Le pur plaisir de la métamorphose, c’est dans les œuvres les moins figuratives qu’on le perçoit le mieux : il réside dans les tracés, calculés ou non, de lignes capricieuses sans début ni fin, dans le chatoiement et les arcs-en-ciel de couleurs, les figures graduellement mutantes, les formes et volumes qui s’enchaînent en se modifiant, s’imbriquent ou se désimbriquent. Toutes ces variations plaisent aux yeux et à l’esprit. De nombreuses œuvres, conçues en polyptyques, veulent capter la transformation en cours : de volet en volet le regard transite d’une étape à une autre.
La métamorphose est partout. Il suffit d’un masque, un papillon, un coup de peinture, une cure d’amaigrissement ; l’eau se change en vapeur, le papyrus en papier, le danseur évolue en perpétuel devenir. Les mythes, les contes et la fantaisie imaginative abolissent à qui mieux mieux les frontières entre les règnes, entre les espèces. Que d’avatars pittoresques ! La femme est fleur, chat, papillon, oiseau, poisson, écorce et feuillage, elle se démultiplie en nuages pluvieux ; l’homme se fait zèbre, arbre, éléphant, libellule. Relié aux esprits de la nature, le chamane présente des traits animaux. Des arbres dans le malheur fraternisent du regard, le rhinocéros est un respectable citoyen, le chat porte une fraise, le singe a des yeux plus humains que l’humaine. Mouettes, tortues et poissons échangent leurs formes au sein d’un bleu aussi céleste qu’aquatique, et les silhouettes animales et humaines se confondent dans un grand continuum.

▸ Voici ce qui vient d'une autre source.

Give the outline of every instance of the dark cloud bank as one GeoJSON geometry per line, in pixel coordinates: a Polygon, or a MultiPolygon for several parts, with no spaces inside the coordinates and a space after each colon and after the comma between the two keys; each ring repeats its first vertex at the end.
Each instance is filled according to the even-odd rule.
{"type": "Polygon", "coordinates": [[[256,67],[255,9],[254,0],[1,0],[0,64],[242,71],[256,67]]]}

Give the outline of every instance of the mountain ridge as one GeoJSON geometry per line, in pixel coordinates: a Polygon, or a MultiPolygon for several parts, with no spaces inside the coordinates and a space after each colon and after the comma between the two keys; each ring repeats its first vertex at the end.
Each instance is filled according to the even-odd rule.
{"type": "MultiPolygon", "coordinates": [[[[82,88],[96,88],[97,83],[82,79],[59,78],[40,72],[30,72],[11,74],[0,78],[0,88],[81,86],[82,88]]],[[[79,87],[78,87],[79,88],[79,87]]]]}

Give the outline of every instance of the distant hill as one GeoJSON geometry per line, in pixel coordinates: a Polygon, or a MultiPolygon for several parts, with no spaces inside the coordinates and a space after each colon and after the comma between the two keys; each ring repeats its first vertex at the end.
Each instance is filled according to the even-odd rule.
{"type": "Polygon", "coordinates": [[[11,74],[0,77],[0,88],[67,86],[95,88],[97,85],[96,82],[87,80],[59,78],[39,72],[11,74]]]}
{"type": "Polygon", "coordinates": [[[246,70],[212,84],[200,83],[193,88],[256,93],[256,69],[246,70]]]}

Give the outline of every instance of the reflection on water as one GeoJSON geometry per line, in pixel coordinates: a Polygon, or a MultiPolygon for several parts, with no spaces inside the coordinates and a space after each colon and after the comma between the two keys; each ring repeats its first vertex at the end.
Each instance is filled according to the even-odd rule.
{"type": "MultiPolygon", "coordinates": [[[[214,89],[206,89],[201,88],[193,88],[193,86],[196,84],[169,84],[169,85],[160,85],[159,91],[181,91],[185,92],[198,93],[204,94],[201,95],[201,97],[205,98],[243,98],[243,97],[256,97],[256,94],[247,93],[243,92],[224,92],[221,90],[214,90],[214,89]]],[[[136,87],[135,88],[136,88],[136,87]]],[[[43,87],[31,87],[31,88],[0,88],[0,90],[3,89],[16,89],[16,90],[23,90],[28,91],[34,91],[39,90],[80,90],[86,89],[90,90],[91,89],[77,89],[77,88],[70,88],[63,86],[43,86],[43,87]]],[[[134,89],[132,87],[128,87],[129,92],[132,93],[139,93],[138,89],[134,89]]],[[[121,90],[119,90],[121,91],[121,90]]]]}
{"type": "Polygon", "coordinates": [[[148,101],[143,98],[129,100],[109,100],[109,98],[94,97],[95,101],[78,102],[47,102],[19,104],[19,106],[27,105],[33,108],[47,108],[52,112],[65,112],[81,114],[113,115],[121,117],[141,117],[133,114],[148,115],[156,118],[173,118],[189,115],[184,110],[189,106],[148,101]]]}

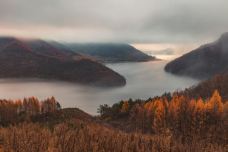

L’esprit de la métamorphose est éminemment variable. Narquoise, elle sourit des convictions politiques par trop… rhinocériques, moque les plagistes pourvus de nageoires, de bébés poissons, équipés d’accessoires qu’un long usage a incorporés. Souvent le changement de forme transfigure : il est mouvement d’élévation poétique et spirituelle vers la lumière, envol de fleurs, d’ailes diaphanes, de formes légères. Quand les visages se déforment, quand les mains sont des crabes (ou l’inverse), quand le pied est une main (ou l’inverse), il se crée un climat inquiétant de fantastique, qui débouche sur le cauchemar. Certains artistes restent dans le réel et dénoncent de hideuses métamorphoses, où la transformation est proprement une dénaturation. C’est la désertification qui voue des pêcheurs à l’errance, la défiguration des hommes en chiens de guerre, le tsunami d’ordures qui menace de submerger le monde, la sarabande destructrice de saisons en folie autour d’arbres condamnés. Une humanité de ciment et de chaux accouche monstrueusement de déchets empoisonnés, au lieu d’assurer la perpétuation de la vie. Héritage sans héritiers…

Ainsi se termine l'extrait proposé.